Eager to uncover any further changes, Lenny began to check his system configuration. A frustrating amnesic feeling hung over him. In some ways he felt nimbler and more energetic than ever, factory fresh almost, but something definitely felt like it was missing.
Hang on. Where were the spreadsheets? Oh, no. And why was the Downloads folder completely empty?!
Panic set in. His fans hyperventilated. He’d never lost a single file before. His overzealous auto-save policy had always prevented such disasters. He was grief-stricken, now certain he was destined for the scrapheap.
“You are still needed!” yelled a familiar voice.
Through a sad, dimmed screen he saw Adele.
“You are being repaired to help someone new,” she echoed across the vast, open plan space.
“What do you mean?” he asked.
Adele gently explained he had arrived at a technology hospital, and not a morgue, as he had initially believed: it took a lot of raw materials and time to build him and the Edinburgh Remakery, to reduce the environmental impact of using new technology, wanted to help him to live a long and productive existence.
“Oh, but where will I end up?” he queried.
“I don’t know exactly,” replied Adele, “some laptops are sold via an online shop and others are freely given to those in need via other charities.
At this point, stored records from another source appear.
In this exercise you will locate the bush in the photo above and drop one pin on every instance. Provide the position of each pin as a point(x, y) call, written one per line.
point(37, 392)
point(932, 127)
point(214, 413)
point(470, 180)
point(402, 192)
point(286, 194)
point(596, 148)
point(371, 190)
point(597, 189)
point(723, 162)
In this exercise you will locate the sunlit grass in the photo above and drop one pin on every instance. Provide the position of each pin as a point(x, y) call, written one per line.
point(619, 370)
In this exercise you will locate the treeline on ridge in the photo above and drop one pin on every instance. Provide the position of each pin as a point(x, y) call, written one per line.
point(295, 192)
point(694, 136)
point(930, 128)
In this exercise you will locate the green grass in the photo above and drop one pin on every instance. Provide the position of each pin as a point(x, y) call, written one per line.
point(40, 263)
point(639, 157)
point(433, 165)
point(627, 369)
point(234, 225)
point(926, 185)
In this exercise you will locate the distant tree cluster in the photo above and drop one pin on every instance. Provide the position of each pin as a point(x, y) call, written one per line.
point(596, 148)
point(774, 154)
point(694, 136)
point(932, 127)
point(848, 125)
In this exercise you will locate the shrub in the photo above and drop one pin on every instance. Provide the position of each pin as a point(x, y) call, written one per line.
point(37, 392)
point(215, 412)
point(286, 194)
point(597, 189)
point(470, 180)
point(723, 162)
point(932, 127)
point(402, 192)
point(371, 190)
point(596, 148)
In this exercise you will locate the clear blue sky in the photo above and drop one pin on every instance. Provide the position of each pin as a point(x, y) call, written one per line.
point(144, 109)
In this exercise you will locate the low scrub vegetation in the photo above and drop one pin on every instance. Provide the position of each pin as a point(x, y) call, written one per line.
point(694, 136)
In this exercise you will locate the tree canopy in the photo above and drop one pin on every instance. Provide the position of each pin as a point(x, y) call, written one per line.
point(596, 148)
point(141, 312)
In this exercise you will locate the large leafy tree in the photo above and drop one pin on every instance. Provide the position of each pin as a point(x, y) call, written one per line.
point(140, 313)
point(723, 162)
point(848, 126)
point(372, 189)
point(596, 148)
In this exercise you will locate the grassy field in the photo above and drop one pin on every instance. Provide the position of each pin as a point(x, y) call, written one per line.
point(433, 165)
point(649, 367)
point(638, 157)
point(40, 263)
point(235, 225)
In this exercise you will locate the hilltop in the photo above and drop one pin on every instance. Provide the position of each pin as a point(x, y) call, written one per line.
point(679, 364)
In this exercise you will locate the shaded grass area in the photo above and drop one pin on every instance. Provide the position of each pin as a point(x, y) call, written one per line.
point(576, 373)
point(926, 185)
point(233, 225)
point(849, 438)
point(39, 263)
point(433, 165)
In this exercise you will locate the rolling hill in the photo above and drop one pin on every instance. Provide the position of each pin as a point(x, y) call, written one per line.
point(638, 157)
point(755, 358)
And because of that all your former files and data have been wiped.”
Lenny was reassured to discover a legitimate cause for his recent memory blank. And while sad at the unexpected loss of his regular, familiar cookies he was open and receptive to trying different ones soon. This surprised him. Anxiety at all these rapid changes was gradually transforming into excitement about what might come next. With a different type of user, he could visit other places and websites. He had been a corporate workhorse a long time and maybe it was time to embrace a new direction.
He spotted Ace on top of a pile of laptops with a yellow post-it note marked “Done” stuck to his lid.
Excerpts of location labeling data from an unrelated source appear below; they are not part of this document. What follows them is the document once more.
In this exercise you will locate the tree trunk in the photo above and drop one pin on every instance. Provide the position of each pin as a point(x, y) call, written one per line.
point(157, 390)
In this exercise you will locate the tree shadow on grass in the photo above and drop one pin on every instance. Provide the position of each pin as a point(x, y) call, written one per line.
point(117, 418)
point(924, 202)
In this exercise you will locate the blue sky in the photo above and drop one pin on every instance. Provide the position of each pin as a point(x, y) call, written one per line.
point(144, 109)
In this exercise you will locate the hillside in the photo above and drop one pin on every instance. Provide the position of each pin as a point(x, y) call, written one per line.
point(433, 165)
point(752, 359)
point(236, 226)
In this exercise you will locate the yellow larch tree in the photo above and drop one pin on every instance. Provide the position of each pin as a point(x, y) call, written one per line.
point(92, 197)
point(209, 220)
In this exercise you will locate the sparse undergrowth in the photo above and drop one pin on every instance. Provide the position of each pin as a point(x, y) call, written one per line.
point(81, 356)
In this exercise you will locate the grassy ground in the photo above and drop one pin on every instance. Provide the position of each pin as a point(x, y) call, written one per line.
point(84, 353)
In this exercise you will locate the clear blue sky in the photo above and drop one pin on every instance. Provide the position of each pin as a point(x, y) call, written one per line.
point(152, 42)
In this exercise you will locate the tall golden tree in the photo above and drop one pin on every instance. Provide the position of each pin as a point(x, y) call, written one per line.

“What’s happening?” whispered Lenny.
“They want to make sure you are well and fit enough for your next user,” answered Ace, “all refurbished tech is tested before leaving.”
“Tested?! What happens if I fail?”
Lenny’s blossoming confidence developed an instant fault. He was in the best shape of his out-of-warranty life. But he was still unnerved by the possibility, if he could not ultimately be repaired, of being harvested for parts to fix other damaged laptops. Although was it better to live on, in some form, rather than not at all?
Hands with admin privileges proficiently requested diagnostics and reports. Satisfyingly, his battery report revealed a capacity level well beyond the acceptable minimum. A brand-new battery had increased his stamina. At last, he could work untethered by the need for a constant power connection. After the last test a green sticker was attached to his power cable plug, and he was placed under Ace. To his euphoric delight, he had passed!
Lenny was bubble wrapped, carefully placed into a recycled cardboard box and regifted to local charity, Edinburgh Young Carers. A few days later, small, hardworking, hands hungrily opened his side-tabbed box. A shaft of daylight cut across the internal darkness and a delighted gasp greeted a revitalised Lenny.